Quant à Giacometti :  quand on a les montagnes pour objet et qu’on habite un village, on ne dit pas Dieu.

Ce que ce mot dit, pour de vrai, n’est pas venu jusqu’aux montagnes. Ce mot n’a pas escaladé ces montagnes.

Alors oui, Giacometti avait quelque chose de décalé, d’anachronique : à Paris, ville encore de la vie multiple, multiforme, chatoyante de la culture, Giacometti était un habitant de Stampa. Un villageois. Voilà pourquoi les tarés du quartier l’amusaient plus que les mondains d’un peu plus loin. Les crétins des Alpes.

Décalé, oui, mais, ai-je dit : complexe. Pour marteler : moderne. Mais à mon tour, après Genet, de redéfinir. Complexe, parce que, ni plus ni moins que pour tout homme, il faut savoir si ce qu’il a fait est vrai. A-t-il raison, de les voir tenir dans le cadre ? Ce qu’il voit, ce qu’il vit, cela tient-il bien dans le cadre ? Cette question, qui appelle la réponse du monde, il faut non pas un dieu, ni même le bon dieu qui ne l’est qu’à titre de métaphore ; non, il faudrait la toute-vérité même pour y répondre. Alors, vous voulez que je vous dise ? Si ce qu’il a fait, Giacometti, tenir dans son cadre, ce sont des hommes : alors il a réussi. Mais si ce sont des déesses, Monsieur Genet, si ce sont des déesses, alors il s’est planté. Vous savez bien pourquoi : une déesse, c’est une idole ; et une idole, ça ne tient pas dans le cadre. Le cadre n’est pas fait elle. Le monde est fait pour l’homme, pas pour l’idole. Voilà pour le complexe.

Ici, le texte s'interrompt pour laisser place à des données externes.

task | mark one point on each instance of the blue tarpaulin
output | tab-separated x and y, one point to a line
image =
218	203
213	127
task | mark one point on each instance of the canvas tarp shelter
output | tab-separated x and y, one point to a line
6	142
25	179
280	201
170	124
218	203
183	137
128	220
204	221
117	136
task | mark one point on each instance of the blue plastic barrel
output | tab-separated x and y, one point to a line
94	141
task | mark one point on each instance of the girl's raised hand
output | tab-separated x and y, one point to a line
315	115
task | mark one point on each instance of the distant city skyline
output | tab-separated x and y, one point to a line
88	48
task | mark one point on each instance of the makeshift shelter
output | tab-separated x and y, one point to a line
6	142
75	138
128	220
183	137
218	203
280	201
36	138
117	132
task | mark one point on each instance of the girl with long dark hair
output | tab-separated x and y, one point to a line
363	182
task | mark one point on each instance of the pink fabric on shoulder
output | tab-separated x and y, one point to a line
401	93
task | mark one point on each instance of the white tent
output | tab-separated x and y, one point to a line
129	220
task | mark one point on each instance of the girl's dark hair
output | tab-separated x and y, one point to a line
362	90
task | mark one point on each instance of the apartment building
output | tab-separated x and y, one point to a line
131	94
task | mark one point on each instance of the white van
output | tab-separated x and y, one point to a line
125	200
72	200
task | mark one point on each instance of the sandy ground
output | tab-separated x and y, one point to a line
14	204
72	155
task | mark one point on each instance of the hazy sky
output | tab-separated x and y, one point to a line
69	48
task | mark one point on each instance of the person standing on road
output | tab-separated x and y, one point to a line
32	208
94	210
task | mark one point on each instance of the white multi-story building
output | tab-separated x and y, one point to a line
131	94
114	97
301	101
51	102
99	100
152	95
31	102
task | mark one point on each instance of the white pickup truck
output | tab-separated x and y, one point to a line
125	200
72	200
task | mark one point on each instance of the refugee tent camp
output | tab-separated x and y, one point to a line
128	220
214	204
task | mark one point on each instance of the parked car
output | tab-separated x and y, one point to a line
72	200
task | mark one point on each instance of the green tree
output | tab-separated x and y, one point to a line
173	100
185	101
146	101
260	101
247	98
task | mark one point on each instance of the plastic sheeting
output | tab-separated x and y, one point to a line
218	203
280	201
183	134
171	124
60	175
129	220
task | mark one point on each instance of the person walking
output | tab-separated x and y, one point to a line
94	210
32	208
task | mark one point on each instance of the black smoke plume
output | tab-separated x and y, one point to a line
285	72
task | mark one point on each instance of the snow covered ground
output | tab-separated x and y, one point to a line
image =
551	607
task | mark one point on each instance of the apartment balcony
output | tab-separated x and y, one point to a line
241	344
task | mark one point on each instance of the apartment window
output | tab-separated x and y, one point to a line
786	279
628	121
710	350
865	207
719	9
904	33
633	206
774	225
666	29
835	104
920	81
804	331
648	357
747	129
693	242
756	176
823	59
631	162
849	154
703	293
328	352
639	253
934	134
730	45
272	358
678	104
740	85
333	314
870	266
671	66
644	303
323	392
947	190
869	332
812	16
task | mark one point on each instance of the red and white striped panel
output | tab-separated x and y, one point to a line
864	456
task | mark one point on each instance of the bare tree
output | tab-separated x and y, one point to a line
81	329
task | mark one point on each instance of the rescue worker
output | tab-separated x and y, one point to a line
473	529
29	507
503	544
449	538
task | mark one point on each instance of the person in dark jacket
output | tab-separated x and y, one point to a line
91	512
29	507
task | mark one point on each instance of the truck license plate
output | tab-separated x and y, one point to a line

Et moderne, parce que moderne, non, ce n’est pas éternel, non, ce n’est pas intemporel ; moderne, cela veut dire : c’est difficile ; ou plutôt : « ça se demande ». Giacometti se demande s’ils sont là, s’ils tiennent. Imaginez-vous un paysan de Stampa, au 16e siècle, qui se demande ? S’il tient dans le cadre ? Non. Il a trop à faire. Trop à déboiser. Mais maintenant c’est fait, sacrément. On a bien déboisé. Ça veut dire d’ailleurs finalement que tout moderne, tout angoissé, tout désespéré qu’on soit, on s’est rapproché du monde ! Qu’on se réjouisse !

Mais aussi,  Moderne, ça veut dire qu’on sent très fortement le passé, et plus du tout de futur.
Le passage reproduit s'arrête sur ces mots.